The history is not one story. It is a series of moments when invisible air became operationally visible: nursing practice made ventilation part of care, the 1918 influenza pandemic made crowding and fresh air urgent, the Great London Smog helped turn outdoor air into law, Legionnaires' disease and sick building concerns made buildings part of the investigation, and COVID-19 forced shared indoor air back into public view. The deeper history tracks the legislation, standards, outbreaks, technology, institutions, and research that made shared air a practical responsibility. 3 17 1 24 7
The paradox of modern environmental health is that we built an outdoor air-quality system for a species that lives indoors.

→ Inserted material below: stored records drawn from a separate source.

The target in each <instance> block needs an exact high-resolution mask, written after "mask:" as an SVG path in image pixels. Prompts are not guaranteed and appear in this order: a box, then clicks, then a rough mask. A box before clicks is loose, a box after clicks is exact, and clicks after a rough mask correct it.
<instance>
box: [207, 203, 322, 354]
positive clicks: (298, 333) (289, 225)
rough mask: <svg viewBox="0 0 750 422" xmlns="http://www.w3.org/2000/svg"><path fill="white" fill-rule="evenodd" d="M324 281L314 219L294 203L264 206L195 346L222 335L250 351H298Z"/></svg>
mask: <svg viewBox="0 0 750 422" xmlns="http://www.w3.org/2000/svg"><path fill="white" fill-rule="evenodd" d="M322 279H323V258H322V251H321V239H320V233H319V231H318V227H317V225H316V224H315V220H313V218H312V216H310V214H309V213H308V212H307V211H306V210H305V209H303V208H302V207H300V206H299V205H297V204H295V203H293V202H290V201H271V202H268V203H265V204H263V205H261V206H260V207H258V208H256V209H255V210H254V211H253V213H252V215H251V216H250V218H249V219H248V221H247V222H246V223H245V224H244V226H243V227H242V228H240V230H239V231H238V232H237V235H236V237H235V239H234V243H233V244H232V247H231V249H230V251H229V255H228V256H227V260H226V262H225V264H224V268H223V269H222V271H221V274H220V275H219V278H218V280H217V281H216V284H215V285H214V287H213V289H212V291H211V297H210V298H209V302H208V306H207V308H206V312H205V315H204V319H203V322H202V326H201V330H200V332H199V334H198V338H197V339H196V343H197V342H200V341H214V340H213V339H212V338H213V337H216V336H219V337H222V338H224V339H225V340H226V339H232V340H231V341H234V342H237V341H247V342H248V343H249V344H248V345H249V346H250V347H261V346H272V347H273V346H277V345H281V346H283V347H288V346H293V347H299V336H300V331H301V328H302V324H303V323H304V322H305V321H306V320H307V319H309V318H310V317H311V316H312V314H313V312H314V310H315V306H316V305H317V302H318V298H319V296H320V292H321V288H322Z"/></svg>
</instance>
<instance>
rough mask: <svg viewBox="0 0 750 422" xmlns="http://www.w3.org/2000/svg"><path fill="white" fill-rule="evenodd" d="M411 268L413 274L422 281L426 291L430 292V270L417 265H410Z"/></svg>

EPA estimates that Americans spend about 90 percent of their time indoors, where concentrations of some pollutants are often two to five times higher than typical outdoor concentrations. 5 Indoor air is shaped by the air exchange rate, building design, outdoor climate, weather, occupant behavior, mechanical ventilation, materials, cleaning products, moisture, and indoor sources. 5
This is not a niche concern. It is where modern life actually happens. A classroom, an emergency department waiting room, a lab, a lobby, a break room, a restroom, an aircraft gate, a senior living common area, and an office floor are all air systems, not static floor plans. They are living environments.
Indoor air is the main exposure environment of modern life. It deserves the same operational seriousness we already give outdoor air.